We can already foresee what the 2015 Conservative election strategy will look like. They will announce an end to public service cuts (at least for a year), sell off RBS and give out a few sweeteners in the form of tax cuts. The re-election narrative will be something like this; Labour crashed the economy, we came in took some tough decisions to stabilise the economy and provide tax cuts for families. It may be cynical, that does not mean it can't work.

On the other hand if the AV referendum produces a yes vote then the Lib Dems will be emboldened. They will demand more from the government, this will inevitably annoy the Tory right, the group who really control the destiny of the coalition. The most likely scenario for an early election would be if the Tory right reacted to a yes vote by forcing an early election (which they have threatened).

Why a yes vote will damage the coalition


A yes would also embolden the opposition. Despite Labour Party members and MPs being split down the middle on AV the Labour Party manifesto in 2010 implied support for it as a voting system. Ed Miliband has joined the cross party Yes campaign and has stood on a platform with Greens and Lib Dems.

A yes vote would be a shot in the arm for Ed Miliband at the expense of Cameron. Ed Miliband could rightly begin to claim that he represents new politics, a invaluable asset after 13 years of government in the not so distant past. Good council election results and a yes vote would be an energising start for the battles ahead including over the NHS.

Cameron has already shown that he is willing to perform U-turns when middle England turn against him; forestry sell offs, Bookstart, school sports, the list is growing.

To get re-elected under the alternative vote each candidate will need at least 50 per cent of the vote. Those 172 safe Conservative seats and 29 Lib Dem safe seats will no longer be so safe. It is not difficult to see how this would make life more difficult for those government MPs voting for huge public spending cuts.

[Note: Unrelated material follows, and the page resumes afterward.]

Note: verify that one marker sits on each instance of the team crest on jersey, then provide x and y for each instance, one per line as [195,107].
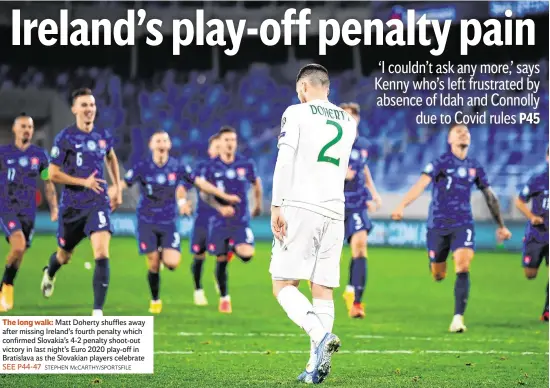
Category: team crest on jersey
[34,163]
[230,174]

This can only lead to pressure to curb the more controversial elements of government policy. Government MPs will be more nervous about their re-election under AV and they will be less cavalier about forcing through major public service reforms knowing they need 50 per cent of their constituents to vote for them. Expect more U-turns under AV.

In short, voters who would like to see the policies of the Coalition frustrated would be wise to vote 'Yes' in the referendum. Much of the Coalition's programme, including the deep marketisation of the NHS, were not voted for by anyone in the last election, even if they seem planned.  So it is not necessarily perverse for those who see only a marginal difference between the actual voting systems on offer in the referendum to take the opportunuty to "answer a different question" as Peter Kellner's recent YouGov blog post put it. For the reasons set out above, a 'Yes' will isolate Cameron, who is more vulnerable than he appears and divide the Tories. At the same it will also open up the main division within the Lib Dems by strengthening social liberals like Vince Cable who as the Guardian reports wish to reopen the option of support for a future Labour government (and this could be decisive in future elections, whatever the referendum result). On the other hand a 'No' vote will strengthen Cameron's grip over his own party while such a defeat will lock the Lib Dems into the Coalition and its bet, which may well prove a shrewd one, that they can engineer growth in 2014 and win a second, joint term in a year later.